Year on year, German GDP was down by 6.7% in the first quarter of 2009. After calendar-adjusted, the figure is 6.9% , since there was half a working day more in the first quarter of 2009 than there was in 2008 (easter impact minus the leap year effect).
39.9 million people were employed in Germany during the first quarter, an increase by 48 000 persons (or 0.1%) on a year earlier. The number of unemployed (ILO definition) was just under 3.4 million, 7.8% of the entire economically active population.
The recession in Germany has hit industrial activity (including energy) particularly hard, and output was down 20.2% over the first quarter of 2008. Marked declines in real gross value added were recorded also by construction (– 8.9%) and by trade, transport and communications (– 6.4%). Financial, real estate, renting and business activities fell much less - by 0.9% compared with the first quarter of 2008.
In contrast to the bleak picture for investment, fixed capital formation and German exports, final consumption expenditure was ever so slightly up quarter on quarter - by 0.1% - and even did slightly better than in the last quarter of 2008 (– 0.0%).
On a year on year basis, household consumption was marginally down though - by 0.1% (following a 0.5% drop in the fourth quarter of 2008), but general government consumption expenditure was up by 0.8%.
The Long Term Outlook
The first-quarter drop in GDP marked an unprecedented fourth successive quarterly contraction for Germany’s economy. The government expects the economy to contract 6 percent this year, while ECB council member Axel Weber said earlier that while “rays of light” are positive, there’s “no reliable indication that the global economy is past the worst.” The euro-region economy may only “gradually stabilize during the latter part of 2009.”
The longer term decline in German GDP performance is now pretty clear (see chart below).

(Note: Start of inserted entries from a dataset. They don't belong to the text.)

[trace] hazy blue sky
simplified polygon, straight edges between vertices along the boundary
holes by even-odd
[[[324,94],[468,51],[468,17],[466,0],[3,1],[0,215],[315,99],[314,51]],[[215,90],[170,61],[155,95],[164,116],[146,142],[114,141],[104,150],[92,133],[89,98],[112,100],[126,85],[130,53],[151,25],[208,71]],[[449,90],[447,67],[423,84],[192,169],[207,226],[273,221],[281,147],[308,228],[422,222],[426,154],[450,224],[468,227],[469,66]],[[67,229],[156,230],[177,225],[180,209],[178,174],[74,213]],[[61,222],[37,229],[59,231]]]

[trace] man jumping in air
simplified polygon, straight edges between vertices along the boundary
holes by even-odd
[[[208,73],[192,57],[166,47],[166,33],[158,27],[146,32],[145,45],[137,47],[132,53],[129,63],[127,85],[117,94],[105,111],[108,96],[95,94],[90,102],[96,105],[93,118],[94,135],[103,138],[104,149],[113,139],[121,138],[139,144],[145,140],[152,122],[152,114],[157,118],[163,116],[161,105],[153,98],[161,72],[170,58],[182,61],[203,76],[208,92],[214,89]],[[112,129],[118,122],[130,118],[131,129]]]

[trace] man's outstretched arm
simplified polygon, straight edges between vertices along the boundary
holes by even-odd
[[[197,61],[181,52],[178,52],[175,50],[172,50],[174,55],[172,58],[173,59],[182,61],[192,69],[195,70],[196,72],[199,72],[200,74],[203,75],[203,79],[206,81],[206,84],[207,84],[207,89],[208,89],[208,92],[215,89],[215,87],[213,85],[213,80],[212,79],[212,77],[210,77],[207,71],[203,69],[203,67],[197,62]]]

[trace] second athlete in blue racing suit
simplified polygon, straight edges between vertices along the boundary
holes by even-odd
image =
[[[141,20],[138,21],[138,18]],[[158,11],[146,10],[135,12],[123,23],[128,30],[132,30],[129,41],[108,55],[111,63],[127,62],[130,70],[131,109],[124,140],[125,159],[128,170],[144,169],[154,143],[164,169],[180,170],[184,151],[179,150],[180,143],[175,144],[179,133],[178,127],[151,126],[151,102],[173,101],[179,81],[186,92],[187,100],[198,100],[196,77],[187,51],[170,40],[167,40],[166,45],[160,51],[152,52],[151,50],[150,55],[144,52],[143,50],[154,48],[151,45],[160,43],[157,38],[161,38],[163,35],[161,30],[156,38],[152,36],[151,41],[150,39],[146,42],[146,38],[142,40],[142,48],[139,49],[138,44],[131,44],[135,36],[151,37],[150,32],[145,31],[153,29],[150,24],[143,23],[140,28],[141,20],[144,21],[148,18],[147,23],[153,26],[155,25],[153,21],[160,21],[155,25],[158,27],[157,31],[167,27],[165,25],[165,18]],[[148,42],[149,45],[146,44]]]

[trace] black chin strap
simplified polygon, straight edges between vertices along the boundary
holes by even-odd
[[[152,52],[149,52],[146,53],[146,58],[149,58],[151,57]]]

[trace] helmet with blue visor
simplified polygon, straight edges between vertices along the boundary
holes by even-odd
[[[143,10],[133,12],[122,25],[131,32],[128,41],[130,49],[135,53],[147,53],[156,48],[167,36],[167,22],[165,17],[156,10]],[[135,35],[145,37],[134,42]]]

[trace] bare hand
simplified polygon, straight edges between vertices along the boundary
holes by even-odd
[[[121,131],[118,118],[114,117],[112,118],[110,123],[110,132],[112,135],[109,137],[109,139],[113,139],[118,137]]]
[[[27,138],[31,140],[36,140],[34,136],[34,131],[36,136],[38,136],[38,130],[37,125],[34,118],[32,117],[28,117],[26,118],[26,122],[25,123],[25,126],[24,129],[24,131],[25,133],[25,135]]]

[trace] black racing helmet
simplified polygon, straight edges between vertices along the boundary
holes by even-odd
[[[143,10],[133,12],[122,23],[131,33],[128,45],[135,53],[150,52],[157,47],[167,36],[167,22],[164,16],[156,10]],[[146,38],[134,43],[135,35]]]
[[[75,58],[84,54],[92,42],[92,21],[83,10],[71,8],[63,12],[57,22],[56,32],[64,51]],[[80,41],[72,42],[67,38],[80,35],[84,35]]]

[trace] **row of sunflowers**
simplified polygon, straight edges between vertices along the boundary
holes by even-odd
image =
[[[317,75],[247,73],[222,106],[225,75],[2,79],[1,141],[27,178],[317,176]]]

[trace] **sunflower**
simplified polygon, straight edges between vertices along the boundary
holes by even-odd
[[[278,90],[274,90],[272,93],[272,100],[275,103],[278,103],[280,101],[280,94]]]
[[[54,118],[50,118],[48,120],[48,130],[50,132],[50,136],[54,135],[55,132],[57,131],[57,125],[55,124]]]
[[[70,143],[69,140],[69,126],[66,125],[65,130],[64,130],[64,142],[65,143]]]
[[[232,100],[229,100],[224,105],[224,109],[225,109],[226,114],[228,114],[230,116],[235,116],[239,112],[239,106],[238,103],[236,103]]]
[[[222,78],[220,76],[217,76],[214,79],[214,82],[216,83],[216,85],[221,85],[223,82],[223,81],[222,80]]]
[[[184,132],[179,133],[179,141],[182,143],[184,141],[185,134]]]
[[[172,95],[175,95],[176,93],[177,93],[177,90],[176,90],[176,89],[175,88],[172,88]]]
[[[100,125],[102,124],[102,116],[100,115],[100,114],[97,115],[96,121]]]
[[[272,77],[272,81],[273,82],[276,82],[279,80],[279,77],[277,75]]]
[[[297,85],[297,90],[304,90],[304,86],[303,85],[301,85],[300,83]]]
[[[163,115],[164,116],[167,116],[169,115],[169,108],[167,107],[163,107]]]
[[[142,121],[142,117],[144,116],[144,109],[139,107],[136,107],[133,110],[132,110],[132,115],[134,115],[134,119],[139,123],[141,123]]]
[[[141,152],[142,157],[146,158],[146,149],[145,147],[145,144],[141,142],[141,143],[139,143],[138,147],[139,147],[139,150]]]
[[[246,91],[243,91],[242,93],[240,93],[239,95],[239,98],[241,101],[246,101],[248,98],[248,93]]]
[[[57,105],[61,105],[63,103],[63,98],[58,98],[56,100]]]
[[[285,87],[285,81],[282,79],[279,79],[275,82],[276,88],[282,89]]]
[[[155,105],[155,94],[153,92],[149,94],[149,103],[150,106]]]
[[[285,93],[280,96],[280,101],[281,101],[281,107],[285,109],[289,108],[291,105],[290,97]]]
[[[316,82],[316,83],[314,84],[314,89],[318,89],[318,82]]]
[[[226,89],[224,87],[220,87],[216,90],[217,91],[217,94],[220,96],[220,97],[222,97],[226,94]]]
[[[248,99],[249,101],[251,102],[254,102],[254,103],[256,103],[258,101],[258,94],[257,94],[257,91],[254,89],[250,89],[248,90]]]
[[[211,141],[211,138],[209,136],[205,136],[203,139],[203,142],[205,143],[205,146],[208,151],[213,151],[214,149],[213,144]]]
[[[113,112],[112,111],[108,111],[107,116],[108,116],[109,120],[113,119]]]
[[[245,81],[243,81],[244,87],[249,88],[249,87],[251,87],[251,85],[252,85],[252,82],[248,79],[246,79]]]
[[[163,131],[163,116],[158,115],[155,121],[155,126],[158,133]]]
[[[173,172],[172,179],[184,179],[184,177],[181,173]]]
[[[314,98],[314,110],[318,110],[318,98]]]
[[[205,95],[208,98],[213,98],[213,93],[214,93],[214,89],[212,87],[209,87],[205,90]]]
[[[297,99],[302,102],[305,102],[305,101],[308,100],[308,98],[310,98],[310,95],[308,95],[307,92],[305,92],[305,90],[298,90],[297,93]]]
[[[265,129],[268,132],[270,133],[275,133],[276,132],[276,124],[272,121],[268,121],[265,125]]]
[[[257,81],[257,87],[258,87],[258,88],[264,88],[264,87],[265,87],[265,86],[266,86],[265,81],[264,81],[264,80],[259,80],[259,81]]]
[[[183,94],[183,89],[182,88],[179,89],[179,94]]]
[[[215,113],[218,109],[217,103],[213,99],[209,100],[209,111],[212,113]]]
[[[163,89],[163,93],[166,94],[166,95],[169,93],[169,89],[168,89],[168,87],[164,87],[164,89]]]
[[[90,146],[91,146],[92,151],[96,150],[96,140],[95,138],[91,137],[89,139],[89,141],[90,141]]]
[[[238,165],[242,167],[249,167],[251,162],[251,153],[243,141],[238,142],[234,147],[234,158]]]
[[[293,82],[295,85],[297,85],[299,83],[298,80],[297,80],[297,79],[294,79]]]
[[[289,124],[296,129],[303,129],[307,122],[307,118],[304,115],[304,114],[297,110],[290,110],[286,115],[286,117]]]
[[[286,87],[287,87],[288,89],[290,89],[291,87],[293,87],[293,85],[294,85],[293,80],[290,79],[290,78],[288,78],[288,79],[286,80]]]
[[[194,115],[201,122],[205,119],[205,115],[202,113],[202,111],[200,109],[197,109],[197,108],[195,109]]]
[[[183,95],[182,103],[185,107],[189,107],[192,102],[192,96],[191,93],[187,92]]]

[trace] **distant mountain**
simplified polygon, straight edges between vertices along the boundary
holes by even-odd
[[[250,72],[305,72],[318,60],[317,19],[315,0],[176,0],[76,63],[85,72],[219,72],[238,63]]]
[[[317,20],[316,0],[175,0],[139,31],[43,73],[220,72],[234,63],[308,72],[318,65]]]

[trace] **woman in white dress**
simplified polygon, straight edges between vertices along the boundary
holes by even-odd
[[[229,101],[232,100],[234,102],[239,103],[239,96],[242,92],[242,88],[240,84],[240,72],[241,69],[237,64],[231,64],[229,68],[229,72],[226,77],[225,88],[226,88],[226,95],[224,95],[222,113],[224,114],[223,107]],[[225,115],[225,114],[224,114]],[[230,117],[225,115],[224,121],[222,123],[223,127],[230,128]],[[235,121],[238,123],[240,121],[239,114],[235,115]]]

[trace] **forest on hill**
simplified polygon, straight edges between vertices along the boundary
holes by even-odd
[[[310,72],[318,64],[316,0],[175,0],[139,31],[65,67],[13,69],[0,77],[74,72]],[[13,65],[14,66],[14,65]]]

According to the Federal Statistics Office:
Measured in terms of gross domestic product changes at 1995 prices, the rates of economic growth in the former territory of the Federal Republic of Germany and - since 1991 - in Germany have continuously declined since 1970. While the average annual change was 2.8% between 1970 and 1980, it amounted to 2.6% between 1980 and 1991 and to 1.5% between 1991 and 2001.
Since 2001 the performance of the German economy has in fact been worse rather than better, much to the consternation of those who hoped that many years of sacrifice in the form of wage deflation and structural reform would lead to a rebirth of the country's former economic prowess. In reality the German economy shrank (0.2%) in 2003, and grew by only around 1% in both 2004 and 2005. And while the German economy picked up notably in 2006 and 2007 (with growth rates of 3.2% and 2.6% respectively) and many talking in terms of such grandiose notions as global uncoupling and "Goldilocks" type sustainable recoveries, the most striking feature of the recent German dynamic has been the way that internal demand failed to respond to the externally driven export stimulus. Of course, all the speculation came to an abrupt end in 2008 when the German economy once more entered recession as world trade expansion slowed and exports collapsed (with GDP only growing by 1% over the year), while 2009 looks set to be a lot worse (with the IMF currently forecasting a contraction somewhere in the region of 5%, and forecasts of up to minus 7% not seeming exaggerated).